The information below comes from the statement of deficiencies compiled by health inspectors and provided to AHCJ by the Centers for Medicare and Medicaid Services. It does not include the steps the hospital plans to take to fix the problem, known as a plan of correction. For that information, you should contact the hospital, your state health department or CMS. Accessing the document may require you to file a Freedom of Information Request. Information on doing so is available here.

CENTRAL TEXAS MEDICAL CENTER 1301 WONDER WORLD DRIVE SAN MARCOS, TX 78666 Jan. 2, 2019
VIOLATION: PATIENT RIGHTS Tag No: A0115
Based on review of medical records and interview, it was determined that Central Texas Medical Center failed to meet the Condition of Participation: Patient Rights as evidenced by:

(1) Failing to ensure that weekly weights and daily skin assessments were completed per physician order/hospital protocol on Patient # 1

(2) Failing to ensure safety for Patient # 1 (as evidenced by widespread bruising and abrasions to knees and feet)

(3) Failing to ensure that Patient # 1's personal belongings were returned to the patient upon discharge.

(4) Failure to ensure Patient # 1 had documented informed consent concerning administered psychoactive medications.

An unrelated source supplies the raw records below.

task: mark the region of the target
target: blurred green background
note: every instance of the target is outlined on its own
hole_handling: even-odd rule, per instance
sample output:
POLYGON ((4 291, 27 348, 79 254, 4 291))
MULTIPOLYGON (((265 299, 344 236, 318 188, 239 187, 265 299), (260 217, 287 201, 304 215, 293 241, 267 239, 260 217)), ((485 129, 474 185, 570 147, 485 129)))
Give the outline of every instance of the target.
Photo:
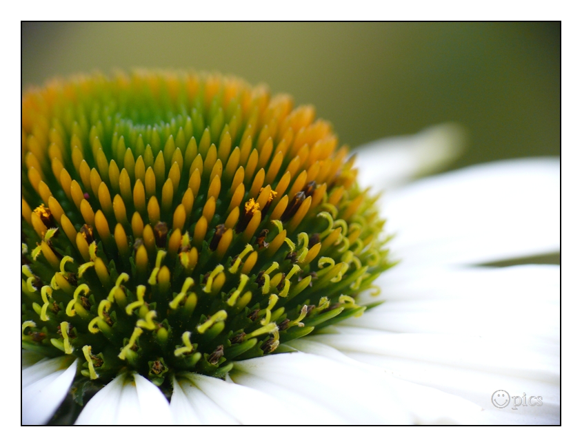
POLYGON ((352 147, 456 121, 470 143, 451 169, 559 153, 559 23, 22 25, 23 88, 137 66, 267 83, 352 147))

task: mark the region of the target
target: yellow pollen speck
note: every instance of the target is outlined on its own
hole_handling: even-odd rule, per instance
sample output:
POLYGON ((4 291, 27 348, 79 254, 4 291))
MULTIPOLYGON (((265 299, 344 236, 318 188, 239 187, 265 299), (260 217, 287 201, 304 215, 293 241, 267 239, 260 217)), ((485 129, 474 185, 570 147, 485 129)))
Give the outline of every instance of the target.
POLYGON ((254 201, 254 198, 249 199, 249 200, 245 203, 245 214, 252 216, 258 211, 260 208, 261 206, 254 201))

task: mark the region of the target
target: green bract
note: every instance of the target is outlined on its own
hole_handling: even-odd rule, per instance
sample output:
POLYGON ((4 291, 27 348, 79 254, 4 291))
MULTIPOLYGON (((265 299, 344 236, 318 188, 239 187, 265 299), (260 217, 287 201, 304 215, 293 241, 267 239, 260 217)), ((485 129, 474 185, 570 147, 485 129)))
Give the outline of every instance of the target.
POLYGON ((195 73, 55 81, 22 116, 22 345, 224 377, 361 314, 390 264, 353 158, 311 107, 195 73))

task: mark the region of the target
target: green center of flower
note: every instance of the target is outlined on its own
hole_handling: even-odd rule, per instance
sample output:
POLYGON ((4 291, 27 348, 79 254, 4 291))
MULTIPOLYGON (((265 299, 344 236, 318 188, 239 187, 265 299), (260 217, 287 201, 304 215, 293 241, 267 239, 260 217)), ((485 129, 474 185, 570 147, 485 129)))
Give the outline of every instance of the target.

The cumulative effects of these deficient practices resulted in noncompliance with the Condition of Participation for Patient's Rights.
VIOLATION: PATIENT RIGHTS: CARE IN SAFE SETTING Tag No: A0144
Based on review of documentation and interview, it was determined that the facility failed to always provide nursing assessment and appropriate response to injury.

Findings:

Facility Policy entitled "Patient Rights and Responsibilities" stated in part "You have the right to ...Considerate and respectful care, with recognition of your personal dignity including freedom from abuse and harassment. This would include the right to have your cultural, psychosocial, spiritual, and personal values, beliefs, and preferences respected."

Patient # 1 was found to be covered in bruises that were of unknown origin. Patient had multiple bruises to his torso and his arms that were discovered by his wife while visiting in mid-August 2018.

Patient # 1 had "cuts" to his knees and toes after having been allowed to "crawl" on the floor.

Patient # 1 lost 39lbs during his two-month hospital stay. ADL logs did not consistently track his nutritional intake.

The hospital lost/threw away all of Patient # 1's clothing. He was discharged from the hospital in a gown.

Patient # 1 had no psychoactive medication consents in his medical record. He was not on court ordered medications but was given multiple oral and intramuscular psychoactive medications his stay at the hospital.

Review of the medical record on 1/2/19 revealed inconsistent skin assessments by nursing staff although documentation did reveal cuts and abrasions to his knees and toe. Patient # 1 was not weighed weekly per MD order as he was uncooperative. Discharge documentation verified a near 40lb weight loss. These findings were confirmed by the facility self-investigation that was conducted after the family complained to the hospital.